I’m definitely not the first to say this, but these are the words of a prophet. I don’t just mean “prophet” like “seer of the future,” but there is plenty of that. Consider this passage, which does way, way more, in my mind anyway, to make sense of the Trump election and “Make America Great Again” than any number of “we need to listen harder to poor white people’s demands”-type op-eds have done for me:
But for power truly to feel itself menaced, it must somehow sense itself in the presence of another power–or, more accurately, an energy–which it has not known how to define and therefore does not really know how to control. For a very long time, for example, America prospered–or seemed to prosper: this prosperity cost millions of people their lives. Now, not even the people who are the most spectacular recipients of the benefits of this prosperity are able to endure these benefits: they can never understand them nor do without them, nor can they go beyond them. Above all, they cannot, or dare not, assess or imagine the price paid by their victims, or subjects, for this way of life, and so they cannot afford to know why the victims are revolting. They are forced, then, to the conclusion that the victims–the barbarians–are revolting against all established civilized values–which is both true and not true–and, in order to preserve these values, however stifling and joyless these values have caused their lives to be, the bulk of people desperately seek out representatives who are prepared to make up in cruelty what both they and the people lack in imagination.

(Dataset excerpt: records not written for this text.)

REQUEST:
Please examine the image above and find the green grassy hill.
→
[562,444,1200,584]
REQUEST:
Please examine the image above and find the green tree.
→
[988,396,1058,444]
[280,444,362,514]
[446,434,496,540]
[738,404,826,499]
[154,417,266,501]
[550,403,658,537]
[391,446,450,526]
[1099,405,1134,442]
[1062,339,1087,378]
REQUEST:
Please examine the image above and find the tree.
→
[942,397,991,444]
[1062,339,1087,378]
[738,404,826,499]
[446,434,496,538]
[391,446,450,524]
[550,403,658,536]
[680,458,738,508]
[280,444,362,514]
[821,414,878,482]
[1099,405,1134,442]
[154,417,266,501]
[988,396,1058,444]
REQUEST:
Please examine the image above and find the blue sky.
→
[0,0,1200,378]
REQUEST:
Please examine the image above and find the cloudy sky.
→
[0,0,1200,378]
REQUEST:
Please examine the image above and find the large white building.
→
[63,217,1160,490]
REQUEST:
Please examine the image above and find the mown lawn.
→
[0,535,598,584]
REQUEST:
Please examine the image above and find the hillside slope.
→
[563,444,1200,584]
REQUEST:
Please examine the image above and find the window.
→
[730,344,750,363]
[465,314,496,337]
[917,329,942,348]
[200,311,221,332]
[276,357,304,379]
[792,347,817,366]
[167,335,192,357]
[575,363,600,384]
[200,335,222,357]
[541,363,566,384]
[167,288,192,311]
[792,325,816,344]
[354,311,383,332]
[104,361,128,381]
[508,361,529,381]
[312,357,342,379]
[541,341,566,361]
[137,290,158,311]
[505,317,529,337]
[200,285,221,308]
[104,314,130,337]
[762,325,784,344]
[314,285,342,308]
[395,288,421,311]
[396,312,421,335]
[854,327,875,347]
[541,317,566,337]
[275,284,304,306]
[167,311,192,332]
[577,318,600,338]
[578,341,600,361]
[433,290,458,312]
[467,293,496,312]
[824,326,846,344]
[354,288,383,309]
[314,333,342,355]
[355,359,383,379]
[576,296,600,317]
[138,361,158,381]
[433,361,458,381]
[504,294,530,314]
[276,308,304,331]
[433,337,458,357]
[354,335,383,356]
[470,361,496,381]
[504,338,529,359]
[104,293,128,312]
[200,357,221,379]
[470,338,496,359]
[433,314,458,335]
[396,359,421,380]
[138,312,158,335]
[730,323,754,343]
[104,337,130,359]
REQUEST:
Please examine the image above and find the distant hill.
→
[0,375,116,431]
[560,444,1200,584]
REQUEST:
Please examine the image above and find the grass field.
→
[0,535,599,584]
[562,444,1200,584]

It is difficult to describe the overall feeling this book generates: Baldwin moves freely from directly autobiographical summary of encounters with both famous and unknown people and places, and then organically moves toward epic denunciations of the United States and the West. And that back-and-forth works – this is a Jeremiad of the first rate.
There is a continual focus on the sexual aspect of white supremacy, something else that also anticipates Trumpism and was written at least 50 years before the Access Hollywood tape. This passage grows out of Baldwin’s account of being groped by a southern white politician:
In the case of American slavery, the black man’s right to his women, as well as to his children, was simply taken from him and whatever bastards the white man begat on the bodies of black women took their condition from the condition of their mother: blacks were not the only stallions on the slave-breeding farms! And one of the many results of this loveless, money-making conspiracy was that, in giving the masters every conceivable sexual and unknown license, it also emasculated them of any human responsibility–to their women, to their children, to their wives, or to themselves. The results of this blasphemy resound in this country, on every private and public level, until this hour. When the man grabbed [me]… I watched his eyes, thinking, with great sorrow, the unexamined life is not worth living. The despair among the loveless is that they much narcotize themselves before they can touch any human being at all. They, then, fatally, touch the wrong person, not merely because they have gone blind or have lost the sense of touch, but because they no longer have any way of knowing that any loveless touch is a violation… When the loveless come to power, or when sexual despair comes to power, the sexuality of the object is either a threat or a fantasy.
The only real way I can find to write about this book, apparently, is to put long quotations onto the page and insist that you read them – not usually a successful writing strategy. So I’ll leave it at that.
One final idea: Baldwin wrote this after Medgar Evers, Martin Luther King and Malcolm X had all been killed. There is a deep despair between the pages of this book that would seem in some ways (though not all) to say that Baldwin had given up hope when he wrote it. These deaths moved Baldwin deeply on a personal level, beyond just their impacts as the deaths of public activists–these were all people Baldwin had gotten to know personally.
And No Name on the Street is, in many ways, a sequel to The Fire Next Time. That book was written in two sections – “My Dungeon Shook” and “Down at the Cross.” No Name on the Street uses what would seem to be more optimistic imagery in titling its two sections. Part one is named “Take Me to the Water”; Part 2 “To Be Baptized.” Just on first reading I can’t tell what sort of irony is intended, but still, my impression is, not that much, and that Baldwin thinks deep in his soul that some kind of transformation of our entire country, and therefore our world, is possible, even if extremely unlikely.